Free energy calculations
Molecular simulations can be carried out to gain either dynamical or
energetical information on the simulated system. Today we'll focus on
different ways to extract energies and free energies from simulations.
Solvation free energy of a sodium ion in water
One way to gain access to free energies by simulation is to perform
so-called free-energy perturbation (FEP) simulations. In such
simulations, the system is gradually "morphed" from one state to
another (let's say from state "A" to state "B"), during which the
effect of this perturbation onto the free energy is monitored. In
practice, this is achieved by defining a morph parameter lambda, which
is defined to be zero in the initial state (A), and one in the final
state (B). By collecting the derivative of the potential energy with
respect to lambda during the simulation, and by integrating over
lambda afterwards, we gain access to the free energy. We are now going
to use this procedure to calculate the free energy of solvation for a
sodium ion in water. For this, we'll slowly create a sodium ion in a
water box. In order to start the simulation, download the
topology, and the MD parameter file first.
First have a look at the starting structure:
rasmol start.pdb
In rasmol, type:
wireframe 50
unitcell true
select na
cpk
Note that the sodium ion is already "present" in the starting
structure. Now have a look at the topology "na.top", with 'xedit',
'nedit', 'more' or 'less', and look for the line containing "Na" under
"[atoms]". You'll notice that two states (A and B) are defined, with
charge 0 and 1, respectively.
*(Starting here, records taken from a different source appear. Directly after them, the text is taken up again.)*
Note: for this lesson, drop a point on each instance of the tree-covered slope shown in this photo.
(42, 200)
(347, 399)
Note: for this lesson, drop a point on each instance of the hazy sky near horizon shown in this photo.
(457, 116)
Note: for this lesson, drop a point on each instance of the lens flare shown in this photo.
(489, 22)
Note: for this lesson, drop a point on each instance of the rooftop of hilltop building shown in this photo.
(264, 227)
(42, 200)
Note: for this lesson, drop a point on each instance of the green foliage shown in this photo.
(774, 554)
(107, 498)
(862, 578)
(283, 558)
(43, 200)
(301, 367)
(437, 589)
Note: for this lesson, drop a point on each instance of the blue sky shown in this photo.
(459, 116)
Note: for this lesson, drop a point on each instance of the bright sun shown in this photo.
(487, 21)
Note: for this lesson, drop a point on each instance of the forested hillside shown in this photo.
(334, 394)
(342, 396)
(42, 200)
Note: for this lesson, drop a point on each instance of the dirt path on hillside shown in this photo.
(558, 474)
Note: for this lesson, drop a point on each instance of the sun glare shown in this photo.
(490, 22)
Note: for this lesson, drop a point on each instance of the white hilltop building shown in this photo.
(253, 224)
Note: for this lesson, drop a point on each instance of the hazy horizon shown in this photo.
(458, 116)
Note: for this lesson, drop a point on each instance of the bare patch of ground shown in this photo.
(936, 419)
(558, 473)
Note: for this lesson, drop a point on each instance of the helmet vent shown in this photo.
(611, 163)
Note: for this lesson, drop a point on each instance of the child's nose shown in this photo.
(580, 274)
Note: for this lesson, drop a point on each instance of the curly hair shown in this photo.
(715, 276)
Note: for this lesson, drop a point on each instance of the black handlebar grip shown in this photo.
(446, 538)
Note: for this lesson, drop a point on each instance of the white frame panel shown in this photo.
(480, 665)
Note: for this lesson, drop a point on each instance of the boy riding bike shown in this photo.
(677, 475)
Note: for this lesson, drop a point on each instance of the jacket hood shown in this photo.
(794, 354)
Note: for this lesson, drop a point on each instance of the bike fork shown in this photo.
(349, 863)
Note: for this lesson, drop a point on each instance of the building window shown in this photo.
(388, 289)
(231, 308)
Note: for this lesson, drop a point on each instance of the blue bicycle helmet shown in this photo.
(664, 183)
This means that during the simulation,
the charge of the sodium ion will be slowly switched on.
Now start the simulation:
grompp -f fep -c start.pdb -p na
mdrun -v -c charged.gro
Analyse the free energy change by:
xmgrace dgdl.xvg
In order to compute the free energy, we must integrate dG/dlambda over
dlambda. Instead, we have dG/dlambda as a function of time. This is
not a problem, as we know that lambda changed from0 to 1 during this
time (10 ps). So instead, we can integrate the curve over time, and
divide the obtained value by ten to derive the desired free energy.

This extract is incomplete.